Two general paradigms are commonly used to describe missing data. Missing data are considered ignorable if the probability of observing a variable has no relation to the value of the observed variable and are considered nonignorable otherwise. The second paradigm divides missingness into 3 categories: missing completely at random (MCAR: the probability of observing a variable is not dependent on its value or other observed values), missing at random (MAR: the probability of observing a variable is not dependent on its own value after conditioning on other observed variables), and missing not at random (MNAR: the probability of observing a variable is dependent on its value, even after conditioning on other observed variables). The x-axis indicates the extent to which a given value being observed depends on other values of other observed variables. The y-axis indicates the extent to which a given value being observed depends on its own value.

Figure 2

Summary of missing data across 143 clinical laboratory measures. (A) After ranking the clinical laboratory measures by the number of total results, the percentage of patients missing a result for each test was plotted (red points). At each rank, the percentage of complete cases for all tests of equal or lower rank were also plotted (blue points). Only variables with a rank ≤75 are shown. The vertical bar indicates the 28 tests that were selected for further analysis. (B) The full distribution of patient median ages is shown in blue, and the fraction of individuals in each age group that had a complete set of observations for tests 1-28 are shown in red. (C) Within the 28 laboratory tests that were selected for imputation analyses, the mean number of missing tests is depicted as a function of age. (D) Within the 28 laboratory tests that were selected for imputation, the mean number of missing tests is depicted as a function of body mass index (BMI). (E) Accuracy of a random forest predicting the presence or absence of all 143 laboratory tests. AUROC: area under the receiver operating characteristic curve. (F) Accuracy of a random forest predicting the presence or absence of the top 28 laboratory tests, by Logical Observation Identifiers Names and Codes (LOINC).

Figure 3

Area under the receiver operating characteristic curve (AUROC) of a random forest predicting whether data will be present or missing. (A) Missing completely at random simulation. (B) Missing at random simulation. (C) Missing not at random simulation.

Figure 4

Imputation accuracy measured by root mean square error (RMSE) across simulations 1-3. (A) Missing completely at random (MCAR). (B) Missing at random (MAR). (C) Missing not at random (MNAR).
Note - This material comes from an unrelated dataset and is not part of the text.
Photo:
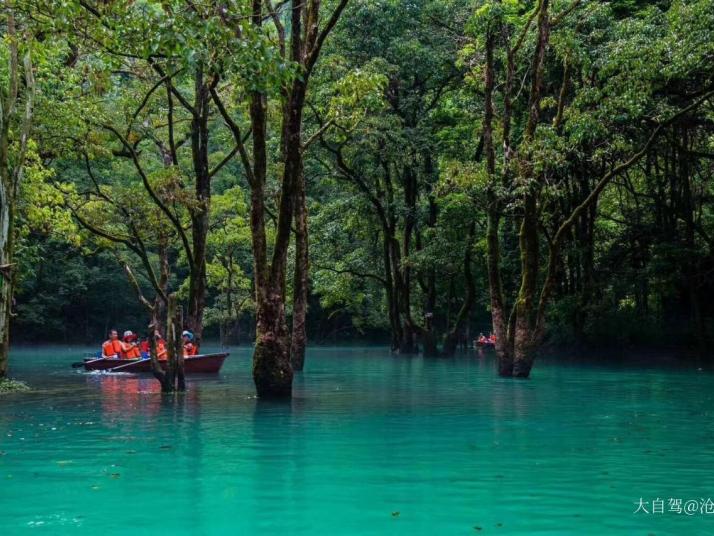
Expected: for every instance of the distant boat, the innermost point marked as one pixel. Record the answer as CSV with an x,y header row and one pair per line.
x,y
197,364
FI: fancyimpute; KNN: k-nearest neighbors; MICE: Multivariate Imputation by Chained Equations; pmm: predictive mean matching; RF: random forest; SVD: singular value decomposition.

Figure 5

Imputation root mean square error (RMSE) for a subset of 10,000 patients from simulation 4. A total of 12 imputation methods were tested (x-axis), and each color corresponds to a Logical Observation Identifiers Names and Codes (LOINC) code. The black line shows the theoretical error from random sampling. FI: fancyimpute; KNN: k-nearest neighbors; MICE: Multivariate Imputation by Chained Equations; pmm: predictive mean matching; RF: random forest; SVD: singular value decomposition.

Figure 6

Assessment of multiple imputation for each method. Using simulation 4, missing values were imputed multiple times with each method. The x-axes show the root mean square error (RMSE) between the imputed data and the observed values. The y-axes show the RMSE between multiple imputations of the same data. The axis scales vary between panels to better show the range of variation. The laboratory tests are indicated by the color of the points. The black diagonal line represents unity (y=x). Panels are ordered by each method’s mean deviation (MD) from unity, indicated in the top left corner of each panel. In the last 7 panels, the unity line is not visible because the variation between multiple imputations was close to zero. FI: fancyimpute; KNN: k-nearest neighbors; MICE: Multivariate Imputation by Chained Equations; pmm: predictive mean matching; RF: random forest; SVD: singular value decomposition.